Wednesday, May 20, 2009

Taliban "terrorists" fighting US forces with our own weapons

WASHINGTON (AFP) — Pentagon munitions have leaked from Afghan forces to Taliban militants, enabling them to fight an insurgency for years against materially superior US and Afghan forces, The New York Times reported.

According to a Times study of ammunition markings, of 30 rifle magazines removed from the corpses of insurgents in eastern Afghanistan last month, at least 17 contained cartridges, or rounds, "identical" to ammunition the United States has provided to Afghan government forces.

Although "the scope of that diversion remains unknown," the newspaper warned that "poor discipline and outright corruption among Afghan forces may have helped insurgents stay supplied" in the wake of "only spotty" US and Afghan controls of weapons and ammunition sent to Afghanistan.
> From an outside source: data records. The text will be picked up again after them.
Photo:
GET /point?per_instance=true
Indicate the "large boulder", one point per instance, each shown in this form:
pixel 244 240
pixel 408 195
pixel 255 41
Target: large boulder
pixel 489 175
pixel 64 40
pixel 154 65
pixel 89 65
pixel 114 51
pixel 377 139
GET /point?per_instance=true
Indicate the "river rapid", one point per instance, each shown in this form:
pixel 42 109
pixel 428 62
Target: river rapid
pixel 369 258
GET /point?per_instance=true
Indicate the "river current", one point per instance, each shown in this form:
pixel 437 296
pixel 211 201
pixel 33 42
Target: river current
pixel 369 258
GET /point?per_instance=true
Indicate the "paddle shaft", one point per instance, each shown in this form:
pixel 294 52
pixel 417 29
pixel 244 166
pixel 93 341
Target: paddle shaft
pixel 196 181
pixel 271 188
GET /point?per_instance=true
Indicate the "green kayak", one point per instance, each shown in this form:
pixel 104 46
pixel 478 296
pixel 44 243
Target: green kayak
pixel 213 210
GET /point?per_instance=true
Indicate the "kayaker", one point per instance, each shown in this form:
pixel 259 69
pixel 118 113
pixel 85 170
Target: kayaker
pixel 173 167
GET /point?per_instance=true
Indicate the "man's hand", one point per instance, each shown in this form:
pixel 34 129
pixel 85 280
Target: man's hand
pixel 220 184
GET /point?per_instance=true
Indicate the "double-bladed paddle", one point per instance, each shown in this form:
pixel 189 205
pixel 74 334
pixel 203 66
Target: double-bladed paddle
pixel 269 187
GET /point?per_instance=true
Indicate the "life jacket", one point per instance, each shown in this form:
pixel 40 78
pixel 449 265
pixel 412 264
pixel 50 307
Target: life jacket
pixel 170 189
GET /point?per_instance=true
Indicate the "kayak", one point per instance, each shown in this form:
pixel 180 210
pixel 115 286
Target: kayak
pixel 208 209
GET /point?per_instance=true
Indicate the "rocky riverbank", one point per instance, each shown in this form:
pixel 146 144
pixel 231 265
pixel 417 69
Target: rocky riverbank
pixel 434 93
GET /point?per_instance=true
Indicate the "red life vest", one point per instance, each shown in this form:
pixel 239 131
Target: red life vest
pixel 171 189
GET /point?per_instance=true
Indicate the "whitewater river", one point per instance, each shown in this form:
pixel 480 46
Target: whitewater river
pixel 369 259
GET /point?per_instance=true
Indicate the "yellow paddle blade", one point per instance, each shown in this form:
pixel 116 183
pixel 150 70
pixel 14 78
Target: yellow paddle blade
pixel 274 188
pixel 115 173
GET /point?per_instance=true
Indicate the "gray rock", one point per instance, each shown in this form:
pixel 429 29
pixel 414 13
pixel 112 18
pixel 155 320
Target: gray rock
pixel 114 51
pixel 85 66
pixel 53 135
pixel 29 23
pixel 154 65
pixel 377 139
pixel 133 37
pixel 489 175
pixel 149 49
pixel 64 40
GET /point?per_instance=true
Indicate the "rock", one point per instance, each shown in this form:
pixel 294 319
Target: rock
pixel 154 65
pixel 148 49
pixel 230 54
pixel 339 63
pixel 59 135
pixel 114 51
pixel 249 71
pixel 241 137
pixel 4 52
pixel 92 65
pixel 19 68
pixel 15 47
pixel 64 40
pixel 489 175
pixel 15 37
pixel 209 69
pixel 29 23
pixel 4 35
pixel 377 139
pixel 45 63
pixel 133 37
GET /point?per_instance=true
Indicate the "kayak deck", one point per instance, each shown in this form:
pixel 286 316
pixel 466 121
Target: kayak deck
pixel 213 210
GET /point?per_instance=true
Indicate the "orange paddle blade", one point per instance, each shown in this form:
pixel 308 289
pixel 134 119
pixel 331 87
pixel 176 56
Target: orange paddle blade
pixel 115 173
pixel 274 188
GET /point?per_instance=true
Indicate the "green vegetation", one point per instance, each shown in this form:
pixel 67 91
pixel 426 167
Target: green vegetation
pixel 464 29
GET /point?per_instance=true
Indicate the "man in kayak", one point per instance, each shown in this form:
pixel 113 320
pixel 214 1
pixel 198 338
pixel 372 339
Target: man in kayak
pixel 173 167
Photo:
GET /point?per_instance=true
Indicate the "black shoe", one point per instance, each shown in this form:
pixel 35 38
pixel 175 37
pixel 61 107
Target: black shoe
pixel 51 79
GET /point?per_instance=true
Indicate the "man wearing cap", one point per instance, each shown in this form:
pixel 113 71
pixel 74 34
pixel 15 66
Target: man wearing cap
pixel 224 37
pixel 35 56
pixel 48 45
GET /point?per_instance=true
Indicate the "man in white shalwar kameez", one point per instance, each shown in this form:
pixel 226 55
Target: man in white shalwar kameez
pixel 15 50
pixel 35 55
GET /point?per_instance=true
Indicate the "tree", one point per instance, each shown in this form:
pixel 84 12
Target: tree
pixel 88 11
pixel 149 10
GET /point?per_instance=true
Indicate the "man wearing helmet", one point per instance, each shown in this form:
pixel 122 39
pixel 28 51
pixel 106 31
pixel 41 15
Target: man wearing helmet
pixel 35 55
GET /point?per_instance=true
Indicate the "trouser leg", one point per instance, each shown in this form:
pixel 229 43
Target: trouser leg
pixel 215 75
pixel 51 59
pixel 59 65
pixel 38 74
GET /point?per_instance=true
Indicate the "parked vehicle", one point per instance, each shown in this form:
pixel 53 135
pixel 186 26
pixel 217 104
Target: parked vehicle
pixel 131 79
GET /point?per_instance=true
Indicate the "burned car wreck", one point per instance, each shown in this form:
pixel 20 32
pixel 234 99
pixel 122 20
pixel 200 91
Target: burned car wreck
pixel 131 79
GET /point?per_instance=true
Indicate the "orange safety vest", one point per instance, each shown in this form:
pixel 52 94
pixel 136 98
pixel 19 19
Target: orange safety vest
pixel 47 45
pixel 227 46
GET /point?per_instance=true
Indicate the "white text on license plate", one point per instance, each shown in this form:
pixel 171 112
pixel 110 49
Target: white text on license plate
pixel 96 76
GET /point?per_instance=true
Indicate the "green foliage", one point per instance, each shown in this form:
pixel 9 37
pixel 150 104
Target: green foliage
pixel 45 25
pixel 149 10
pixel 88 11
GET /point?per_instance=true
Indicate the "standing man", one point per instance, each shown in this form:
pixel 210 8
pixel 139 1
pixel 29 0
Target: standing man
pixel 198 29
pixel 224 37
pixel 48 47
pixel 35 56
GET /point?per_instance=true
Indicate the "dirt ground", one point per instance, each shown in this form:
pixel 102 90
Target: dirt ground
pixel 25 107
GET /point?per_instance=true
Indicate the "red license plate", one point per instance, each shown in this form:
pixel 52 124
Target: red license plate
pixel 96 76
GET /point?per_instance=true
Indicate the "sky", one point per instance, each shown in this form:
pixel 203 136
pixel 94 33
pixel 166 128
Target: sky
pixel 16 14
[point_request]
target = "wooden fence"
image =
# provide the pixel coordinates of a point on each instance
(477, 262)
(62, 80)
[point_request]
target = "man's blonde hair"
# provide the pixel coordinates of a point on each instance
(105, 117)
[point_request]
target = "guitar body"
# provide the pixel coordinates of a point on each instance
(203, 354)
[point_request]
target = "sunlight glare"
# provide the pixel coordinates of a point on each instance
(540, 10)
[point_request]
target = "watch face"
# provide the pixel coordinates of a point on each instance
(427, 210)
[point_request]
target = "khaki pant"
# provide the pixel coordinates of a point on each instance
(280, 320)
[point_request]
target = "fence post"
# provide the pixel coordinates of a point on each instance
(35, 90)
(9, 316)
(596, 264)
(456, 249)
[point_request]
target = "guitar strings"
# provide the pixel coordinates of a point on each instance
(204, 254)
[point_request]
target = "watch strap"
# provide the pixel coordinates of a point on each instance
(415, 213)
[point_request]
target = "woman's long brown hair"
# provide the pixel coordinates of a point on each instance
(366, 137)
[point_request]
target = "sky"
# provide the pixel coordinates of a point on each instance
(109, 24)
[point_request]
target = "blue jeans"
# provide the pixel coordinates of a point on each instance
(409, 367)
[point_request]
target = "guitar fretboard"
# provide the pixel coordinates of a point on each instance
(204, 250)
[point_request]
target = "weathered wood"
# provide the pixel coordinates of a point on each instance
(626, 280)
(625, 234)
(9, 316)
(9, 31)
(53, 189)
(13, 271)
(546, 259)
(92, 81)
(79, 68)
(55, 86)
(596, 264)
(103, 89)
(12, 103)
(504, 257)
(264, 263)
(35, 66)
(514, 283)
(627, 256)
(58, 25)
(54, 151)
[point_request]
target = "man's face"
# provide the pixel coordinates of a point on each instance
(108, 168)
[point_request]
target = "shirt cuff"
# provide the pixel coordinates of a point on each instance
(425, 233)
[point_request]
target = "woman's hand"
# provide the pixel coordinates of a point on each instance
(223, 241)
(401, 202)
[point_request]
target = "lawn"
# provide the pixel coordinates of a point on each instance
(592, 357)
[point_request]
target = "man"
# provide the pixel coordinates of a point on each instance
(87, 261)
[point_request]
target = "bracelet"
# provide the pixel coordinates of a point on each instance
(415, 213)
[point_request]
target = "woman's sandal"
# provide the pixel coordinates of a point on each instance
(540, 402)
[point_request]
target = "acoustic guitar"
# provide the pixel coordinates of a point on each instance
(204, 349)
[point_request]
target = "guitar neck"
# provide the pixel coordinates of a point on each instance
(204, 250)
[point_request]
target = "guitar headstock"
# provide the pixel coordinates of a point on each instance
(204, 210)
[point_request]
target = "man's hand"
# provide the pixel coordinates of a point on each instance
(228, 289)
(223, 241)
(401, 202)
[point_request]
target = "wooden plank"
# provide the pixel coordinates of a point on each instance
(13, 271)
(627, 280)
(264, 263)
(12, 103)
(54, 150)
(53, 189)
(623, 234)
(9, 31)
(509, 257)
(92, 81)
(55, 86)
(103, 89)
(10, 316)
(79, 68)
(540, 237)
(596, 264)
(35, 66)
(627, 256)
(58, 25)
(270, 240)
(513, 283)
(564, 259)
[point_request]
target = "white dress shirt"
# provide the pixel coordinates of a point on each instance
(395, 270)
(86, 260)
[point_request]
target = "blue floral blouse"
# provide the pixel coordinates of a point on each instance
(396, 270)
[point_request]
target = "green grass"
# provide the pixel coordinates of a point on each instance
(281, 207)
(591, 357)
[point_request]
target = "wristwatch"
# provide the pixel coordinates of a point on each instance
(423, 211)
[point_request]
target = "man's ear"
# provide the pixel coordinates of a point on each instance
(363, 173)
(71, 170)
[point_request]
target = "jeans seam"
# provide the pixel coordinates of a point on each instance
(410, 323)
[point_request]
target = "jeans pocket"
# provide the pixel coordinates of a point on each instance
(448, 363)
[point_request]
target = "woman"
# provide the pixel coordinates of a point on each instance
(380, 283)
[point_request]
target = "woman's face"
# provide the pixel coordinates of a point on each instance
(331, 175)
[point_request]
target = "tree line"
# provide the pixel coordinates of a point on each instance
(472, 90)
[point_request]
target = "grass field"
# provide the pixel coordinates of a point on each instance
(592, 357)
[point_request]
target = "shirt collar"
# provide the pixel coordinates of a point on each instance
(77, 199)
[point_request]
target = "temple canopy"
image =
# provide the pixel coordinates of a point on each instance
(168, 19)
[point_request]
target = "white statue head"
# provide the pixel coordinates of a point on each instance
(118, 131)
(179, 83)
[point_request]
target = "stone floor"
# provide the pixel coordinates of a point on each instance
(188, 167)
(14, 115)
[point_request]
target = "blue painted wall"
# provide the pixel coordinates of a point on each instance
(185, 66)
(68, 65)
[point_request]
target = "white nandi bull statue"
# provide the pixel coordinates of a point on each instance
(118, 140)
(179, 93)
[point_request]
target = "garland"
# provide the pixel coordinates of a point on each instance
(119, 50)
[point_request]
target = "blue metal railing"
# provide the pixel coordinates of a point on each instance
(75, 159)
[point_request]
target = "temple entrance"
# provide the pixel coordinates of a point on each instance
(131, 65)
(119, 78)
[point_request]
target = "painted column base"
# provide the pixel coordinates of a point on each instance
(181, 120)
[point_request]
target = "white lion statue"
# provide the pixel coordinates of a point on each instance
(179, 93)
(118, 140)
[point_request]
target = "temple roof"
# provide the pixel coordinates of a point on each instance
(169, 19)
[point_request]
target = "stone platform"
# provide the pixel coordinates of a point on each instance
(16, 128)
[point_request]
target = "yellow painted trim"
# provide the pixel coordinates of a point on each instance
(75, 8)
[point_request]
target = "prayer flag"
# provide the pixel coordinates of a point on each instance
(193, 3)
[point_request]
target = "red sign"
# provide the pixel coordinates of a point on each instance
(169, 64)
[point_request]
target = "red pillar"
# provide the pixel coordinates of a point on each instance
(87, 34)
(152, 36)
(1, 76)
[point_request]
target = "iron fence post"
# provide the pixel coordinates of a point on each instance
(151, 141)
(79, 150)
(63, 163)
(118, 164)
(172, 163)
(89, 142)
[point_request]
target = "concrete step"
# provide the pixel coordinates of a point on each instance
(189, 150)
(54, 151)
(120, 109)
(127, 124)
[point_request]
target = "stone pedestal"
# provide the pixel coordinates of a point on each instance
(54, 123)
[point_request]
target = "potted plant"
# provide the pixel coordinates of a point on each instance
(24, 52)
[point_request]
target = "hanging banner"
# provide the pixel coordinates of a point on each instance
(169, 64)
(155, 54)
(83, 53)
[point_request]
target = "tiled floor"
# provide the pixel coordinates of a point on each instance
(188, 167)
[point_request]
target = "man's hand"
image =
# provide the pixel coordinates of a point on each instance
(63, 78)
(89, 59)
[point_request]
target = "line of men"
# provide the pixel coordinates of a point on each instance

Following criticism for failing to account for thousands of rifles provided to Afghan security forces, some of which have been found in the hands of militants, the Pentagon launched a database documenting small arms supplied to Afghan units.

And the US-led Combined Security Transition Command Afghanistan, which is responsible for training and supplying Afghan forces, has said it has prioritized accounting for all Afghan military and police property.

"The emphasis from our perspective is on accountability of all logistics property," the transition command's deputy chief, Brigadier General Anthony Ierardi told the newspaper.

Leakage of Pentagon-supplied armaments to insurgents is an "absolutely worst-case scenario," he said.

But no similar system of accountability is applied to ammunition, which is more difficult to trace than firearms.

Military officers told the newspaper that US forces do not examine all captured arms and munitions to determine how they fell into the hands of insurgents and whether the Afghan government was supplying -- even indirectly -- the Taliban.

The reasons for the gap, according to The Times, owed to "limited resources and institutional memory of issued arms, as well as an absence of collaboration between field units that collect equipment and the investigators and supervisors in Kabul who could trace it."